PKK, mendengar kata tersebut
yang ada dalam bayangan saya adalah sekumpulan ibu-ibu, berbusana hijau-hijau
mulai dari atasan hingga bawahannya, berkumpul dengan acara pembuka nyanyian
khas ala ibu-ibu PKK, lalu acara diisi dengan pembicaraan yang bermuatan untuk
kemajuan dan perkembangan para ibu-ibu PKK.
Namun tebakan saya agak
meleset kali itu! Karena yang datang kemudian memang para ibu-ibu yang
kesemuanya datang dengan sebuah tas jinjing berlabel nama masing-masing dan
berisi sejumlah beras.
Ketika sampai di rumah yang
mengadakan acara PKK, beras itupun kemudian ditukar dengan sebungkus kerupuk.
Lho kok?!
Hehehe… tapi demikianlah
yang memang terjadi pada acara tingkepan atau selamatan untuk ibu hamil yang
diadakan ibu mertua dari adik saya untuk adik ipar saya. Satu dari sekian acara
yang merupakan bagian dari syukuran tersebut adalah undangan ibu-ibu PKK yang
diadakan pada siang hari.
Tapi memang acara PKK ini
sangat berbeda dengan yang selama ini ada. Tidak ada ibu-ibu yang datang dengan
seragam hijau-hijau khas PKK. Mereka pun punya bawaan wajib yaitu beras satu
tas serta sebuah buku kecil untuk tempat catatan setoran beras.
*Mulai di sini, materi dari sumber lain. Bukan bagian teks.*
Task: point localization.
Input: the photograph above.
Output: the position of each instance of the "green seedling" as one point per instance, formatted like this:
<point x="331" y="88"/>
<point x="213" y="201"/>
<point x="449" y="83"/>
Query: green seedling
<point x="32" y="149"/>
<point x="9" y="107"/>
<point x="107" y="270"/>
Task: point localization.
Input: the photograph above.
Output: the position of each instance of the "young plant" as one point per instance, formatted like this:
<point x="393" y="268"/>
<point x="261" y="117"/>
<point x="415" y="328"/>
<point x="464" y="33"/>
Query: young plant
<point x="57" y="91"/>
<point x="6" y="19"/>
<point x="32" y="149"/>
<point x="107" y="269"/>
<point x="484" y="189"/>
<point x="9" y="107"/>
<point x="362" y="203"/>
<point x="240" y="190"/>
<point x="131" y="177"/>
Ukuran beras yang dibawapun
ada syaratnya.
Sesampainya di tempat yang
mengadakan acara PKK, beras yang dibawa para ibu-ibu tersebut akan dituang
dalam sebuah alat takar bermuatan 4 Kg. Di bawah alat takar tersebut akan
dihampar selembar karung untuk menadah sisa tumpahan beras.
Beras dari dalam tas akan
dituang dalam wadah hingga melebihi jumlah takaran, diratakan dengan sebuah
kayu hingga ukurannya pas sesuai dengan wadah takaran tersebut. Lalu, beras
yang berada dalam alat takar akan dikumpulan dalam sebuah karung.
Sementara, beras yang tidak
masuk takaran akan dikembalikan ke dalam tas si pembawa.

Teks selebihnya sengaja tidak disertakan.